JÉRÉMY PEGLION  /  FONDATEUR QI BASKET

La NBA sait nous conter des histoires. Le plus souvent, elles racontent les aventures de joueurs qui entreront dans la légende, géants statistiques qui se feront une place au panthéon de leur sport, à grands coup de trophées, de distinctions individuelles, et pour les plus dominants d’entre eux, un ou une poignée de titres.

La conquête de la bague, restera probablement le sujet de prédilection de toute personne qui voudra vous faire frissonner en écrivant des lignes, parce que plus d’une décennie après sa dernière retraite, on raconte toujours des anecdotes sur la légende de Michael Jordan. L’homme aux 6 bagues, lui, l’invaincu en finale. Pourtant, pour une carrière NBA d’exception, il y en a une centaine d’autres, moins glorieuses, mais tout aussi primordiale au spectacle. Et parmi cette flopée de talents qui tomberont dans l’oubli, il y a tout un tas d’histoires qui méritent d’être racontées, de faits d’armes marquants et de destins hors du commun.

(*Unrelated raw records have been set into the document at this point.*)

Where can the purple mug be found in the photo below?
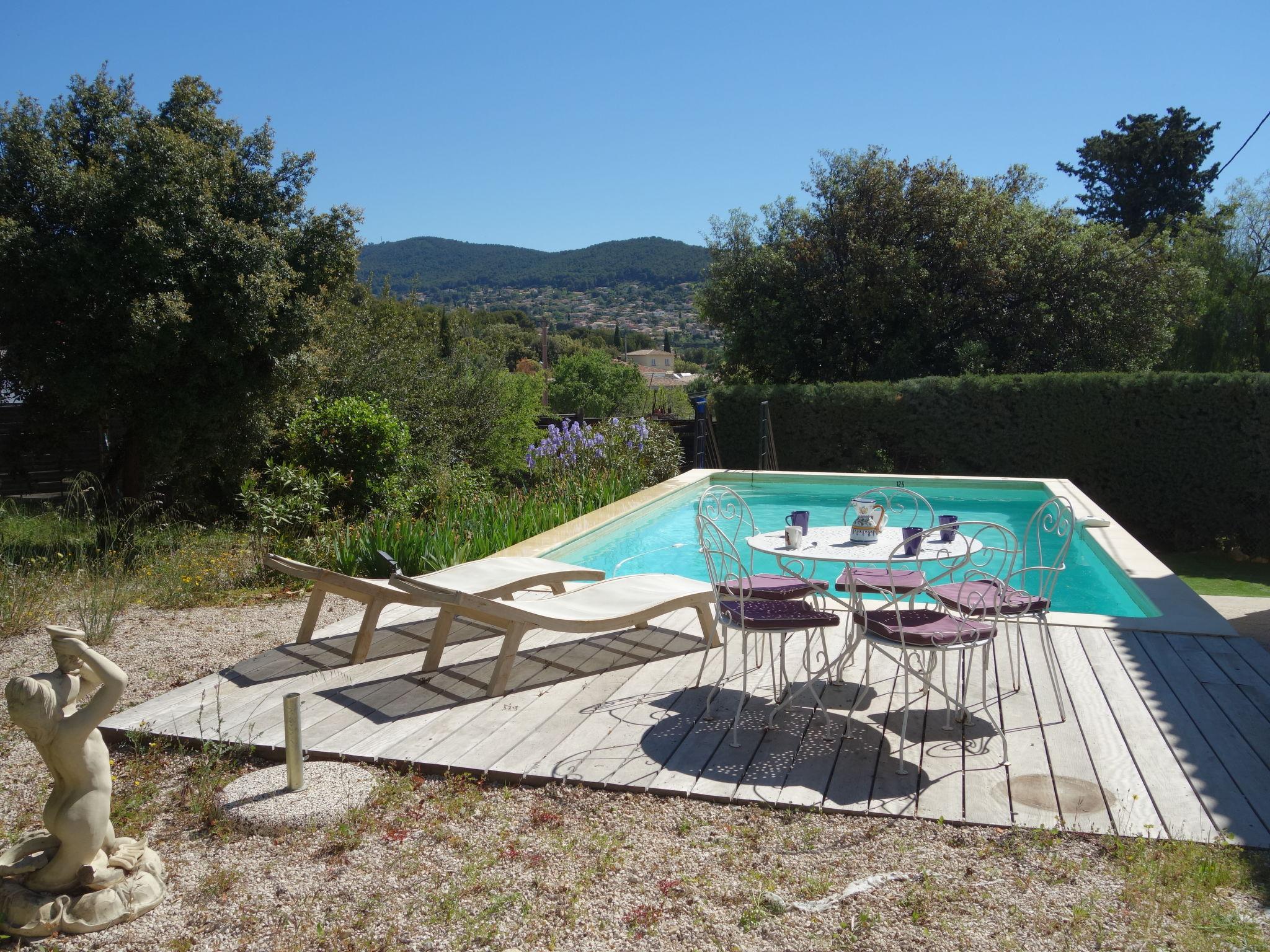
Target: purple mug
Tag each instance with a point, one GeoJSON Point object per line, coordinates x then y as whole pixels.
{"type": "Point", "coordinates": [912, 539]}
{"type": "Point", "coordinates": [799, 517]}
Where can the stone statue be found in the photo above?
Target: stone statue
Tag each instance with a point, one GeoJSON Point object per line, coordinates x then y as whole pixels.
{"type": "Point", "coordinates": [75, 875]}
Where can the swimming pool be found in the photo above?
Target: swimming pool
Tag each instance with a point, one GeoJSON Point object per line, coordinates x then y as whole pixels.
{"type": "Point", "coordinates": [662, 536]}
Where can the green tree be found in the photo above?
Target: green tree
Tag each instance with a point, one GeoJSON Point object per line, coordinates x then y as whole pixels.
{"type": "Point", "coordinates": [595, 385]}
{"type": "Point", "coordinates": [159, 268]}
{"type": "Point", "coordinates": [897, 270]}
{"type": "Point", "coordinates": [1231, 310]}
{"type": "Point", "coordinates": [1148, 172]}
{"type": "Point", "coordinates": [459, 410]}
{"type": "Point", "coordinates": [445, 338]}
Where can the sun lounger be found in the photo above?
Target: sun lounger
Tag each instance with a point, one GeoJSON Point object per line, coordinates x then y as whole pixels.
{"type": "Point", "coordinates": [603, 606]}
{"type": "Point", "coordinates": [499, 576]}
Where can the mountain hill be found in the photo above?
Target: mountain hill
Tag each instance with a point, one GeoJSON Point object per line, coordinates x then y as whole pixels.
{"type": "Point", "coordinates": [433, 263]}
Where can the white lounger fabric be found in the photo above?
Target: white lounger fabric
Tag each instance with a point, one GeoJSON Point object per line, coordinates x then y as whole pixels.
{"type": "Point", "coordinates": [497, 576]}
{"type": "Point", "coordinates": [603, 606]}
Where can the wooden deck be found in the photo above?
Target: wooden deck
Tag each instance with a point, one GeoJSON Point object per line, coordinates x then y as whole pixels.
{"type": "Point", "coordinates": [1166, 735]}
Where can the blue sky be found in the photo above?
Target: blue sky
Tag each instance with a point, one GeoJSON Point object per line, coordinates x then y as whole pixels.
{"type": "Point", "coordinates": [557, 126]}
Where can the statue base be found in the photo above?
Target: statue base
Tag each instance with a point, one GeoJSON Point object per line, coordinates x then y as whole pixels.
{"type": "Point", "coordinates": [25, 912]}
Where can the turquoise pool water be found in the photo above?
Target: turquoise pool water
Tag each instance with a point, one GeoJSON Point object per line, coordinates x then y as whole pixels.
{"type": "Point", "coordinates": [662, 536]}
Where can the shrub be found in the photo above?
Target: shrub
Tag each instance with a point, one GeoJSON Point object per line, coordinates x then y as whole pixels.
{"type": "Point", "coordinates": [97, 598]}
{"type": "Point", "coordinates": [360, 439]}
{"type": "Point", "coordinates": [460, 528]}
{"type": "Point", "coordinates": [1180, 460]}
{"type": "Point", "coordinates": [24, 598]}
{"type": "Point", "coordinates": [572, 456]}
{"type": "Point", "coordinates": [283, 500]}
{"type": "Point", "coordinates": [592, 384]}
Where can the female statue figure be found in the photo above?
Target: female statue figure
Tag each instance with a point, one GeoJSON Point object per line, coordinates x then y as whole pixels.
{"type": "Point", "coordinates": [46, 874]}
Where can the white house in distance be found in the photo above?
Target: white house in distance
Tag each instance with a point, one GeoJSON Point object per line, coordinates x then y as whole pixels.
{"type": "Point", "coordinates": [658, 368]}
{"type": "Point", "coordinates": [659, 361]}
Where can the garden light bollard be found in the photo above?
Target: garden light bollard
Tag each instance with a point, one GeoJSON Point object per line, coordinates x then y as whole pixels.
{"type": "Point", "coordinates": [295, 758]}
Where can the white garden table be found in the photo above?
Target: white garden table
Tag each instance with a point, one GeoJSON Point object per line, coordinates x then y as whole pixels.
{"type": "Point", "coordinates": [832, 544]}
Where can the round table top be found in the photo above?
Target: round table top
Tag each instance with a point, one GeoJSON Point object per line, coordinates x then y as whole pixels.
{"type": "Point", "coordinates": [832, 544]}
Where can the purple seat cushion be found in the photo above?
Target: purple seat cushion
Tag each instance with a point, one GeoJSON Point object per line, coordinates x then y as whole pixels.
{"type": "Point", "coordinates": [987, 597]}
{"type": "Point", "coordinates": [773, 587]}
{"type": "Point", "coordinates": [769, 614]}
{"type": "Point", "coordinates": [882, 580]}
{"type": "Point", "coordinates": [925, 626]}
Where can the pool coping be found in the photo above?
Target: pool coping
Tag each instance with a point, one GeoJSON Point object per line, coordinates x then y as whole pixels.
{"type": "Point", "coordinates": [1181, 610]}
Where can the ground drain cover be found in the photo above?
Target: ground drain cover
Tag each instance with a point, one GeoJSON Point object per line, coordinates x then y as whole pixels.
{"type": "Point", "coordinates": [1076, 796]}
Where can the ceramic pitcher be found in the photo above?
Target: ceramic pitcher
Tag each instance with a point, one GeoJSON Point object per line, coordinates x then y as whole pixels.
{"type": "Point", "coordinates": [869, 522]}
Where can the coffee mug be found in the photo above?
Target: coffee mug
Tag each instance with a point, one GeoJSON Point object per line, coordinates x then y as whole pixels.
{"type": "Point", "coordinates": [799, 517]}
{"type": "Point", "coordinates": [912, 540]}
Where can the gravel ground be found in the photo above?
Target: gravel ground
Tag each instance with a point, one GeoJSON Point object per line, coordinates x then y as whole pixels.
{"type": "Point", "coordinates": [453, 863]}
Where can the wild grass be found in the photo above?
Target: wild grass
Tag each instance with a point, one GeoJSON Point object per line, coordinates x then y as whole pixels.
{"type": "Point", "coordinates": [1217, 574]}
{"type": "Point", "coordinates": [1191, 885]}
{"type": "Point", "coordinates": [464, 530]}
{"type": "Point", "coordinates": [25, 598]}
{"type": "Point", "coordinates": [97, 597]}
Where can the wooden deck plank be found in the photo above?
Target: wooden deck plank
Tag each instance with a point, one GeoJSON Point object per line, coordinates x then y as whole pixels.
{"type": "Point", "coordinates": [940, 795]}
{"type": "Point", "coordinates": [987, 782]}
{"type": "Point", "coordinates": [1119, 788]}
{"type": "Point", "coordinates": [236, 705]}
{"type": "Point", "coordinates": [1070, 756]}
{"type": "Point", "coordinates": [895, 794]}
{"type": "Point", "coordinates": [1180, 810]}
{"type": "Point", "coordinates": [682, 770]}
{"type": "Point", "coordinates": [424, 714]}
{"type": "Point", "coordinates": [1227, 806]}
{"type": "Point", "coordinates": [601, 744]}
{"type": "Point", "coordinates": [726, 770]}
{"type": "Point", "coordinates": [523, 729]}
{"type": "Point", "coordinates": [1244, 765]}
{"type": "Point", "coordinates": [391, 694]}
{"type": "Point", "coordinates": [813, 765]}
{"type": "Point", "coordinates": [1253, 651]}
{"type": "Point", "coordinates": [618, 710]}
{"type": "Point", "coordinates": [864, 748]}
{"type": "Point", "coordinates": [507, 721]}
{"type": "Point", "coordinates": [778, 749]}
{"type": "Point", "coordinates": [518, 759]}
{"type": "Point", "coordinates": [1254, 687]}
{"type": "Point", "coordinates": [1033, 801]}
{"type": "Point", "coordinates": [670, 721]}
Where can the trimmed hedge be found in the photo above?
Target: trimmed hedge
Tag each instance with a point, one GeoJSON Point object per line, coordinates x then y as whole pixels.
{"type": "Point", "coordinates": [1180, 460]}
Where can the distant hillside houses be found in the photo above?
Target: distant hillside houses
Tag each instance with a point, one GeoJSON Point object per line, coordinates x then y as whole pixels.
{"type": "Point", "coordinates": [658, 368]}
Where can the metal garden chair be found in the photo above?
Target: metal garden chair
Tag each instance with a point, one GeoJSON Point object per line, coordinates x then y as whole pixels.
{"type": "Point", "coordinates": [741, 611]}
{"type": "Point", "coordinates": [1028, 591]}
{"type": "Point", "coordinates": [920, 639]}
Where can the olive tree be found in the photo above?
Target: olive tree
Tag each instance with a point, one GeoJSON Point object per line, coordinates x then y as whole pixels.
{"type": "Point", "coordinates": [159, 268]}
{"type": "Point", "coordinates": [907, 270]}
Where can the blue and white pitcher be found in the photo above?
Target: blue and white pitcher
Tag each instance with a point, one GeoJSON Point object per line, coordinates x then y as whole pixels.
{"type": "Point", "coordinates": [869, 522]}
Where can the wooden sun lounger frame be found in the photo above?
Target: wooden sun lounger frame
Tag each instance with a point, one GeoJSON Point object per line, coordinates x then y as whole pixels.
{"type": "Point", "coordinates": [378, 594]}
{"type": "Point", "coordinates": [515, 619]}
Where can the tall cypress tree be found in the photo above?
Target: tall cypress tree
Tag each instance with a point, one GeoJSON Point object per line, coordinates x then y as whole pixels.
{"type": "Point", "coordinates": [1148, 172]}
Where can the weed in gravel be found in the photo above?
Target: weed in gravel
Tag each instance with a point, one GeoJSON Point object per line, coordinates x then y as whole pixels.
{"type": "Point", "coordinates": [24, 599]}
{"type": "Point", "coordinates": [642, 919]}
{"type": "Point", "coordinates": [219, 881]}
{"type": "Point", "coordinates": [541, 816]}
{"type": "Point", "coordinates": [1191, 884]}
{"type": "Point", "coordinates": [97, 597]}
{"type": "Point", "coordinates": [215, 765]}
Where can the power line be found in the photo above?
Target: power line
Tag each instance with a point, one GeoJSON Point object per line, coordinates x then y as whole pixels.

Voici, une série d’articles, sur ces hommes de l’ombre, aux parcours dont au fond, nous rêverions aussi.

Pendant que certains joueurs héritent de la lumière pour se construire, Chris Andersen a connu un chemin différent. Pas de palace pour repère, pas une vie dédiée à sa passion dans le luxe d’une résidence ou d’une riche villa. Andersen, ou comme on le surnommera plus tard, le Birdman, est né en 1978. Second d’une famille de trois enfants, sa vie prendra un tournant nébuleux dès son jeune âge, lorsqu’à 4 ans, à peine débarqué avec sa famille dans le Texas pour y embrasser une nouvelle vie, le père, Claus Andersen, va s’enfuir par la petite porte – désertant. En partant, il enlise sa famille dans des méandres qui vont bercer la jeunesse de Chris, ses frères et sa mère. Outre le manque paternel, et le vide incommensurable qu’il laissera, la petite famille va connaître la misère, coincée dans une maison inachevée, désormais dépendants du voisinage et du soutien du frères de Linda Holubec, mère esseulée, enchaînant les boulots de serveuse pour tenter de subvenir aux besoins familiaux. Une course épuisante, qui lie définitivement les liens de la famille Andersen, mais la plonge aussi dans l’œil du cyclone de cette Amérique poisseuse, triste, et dépourvue de soutien.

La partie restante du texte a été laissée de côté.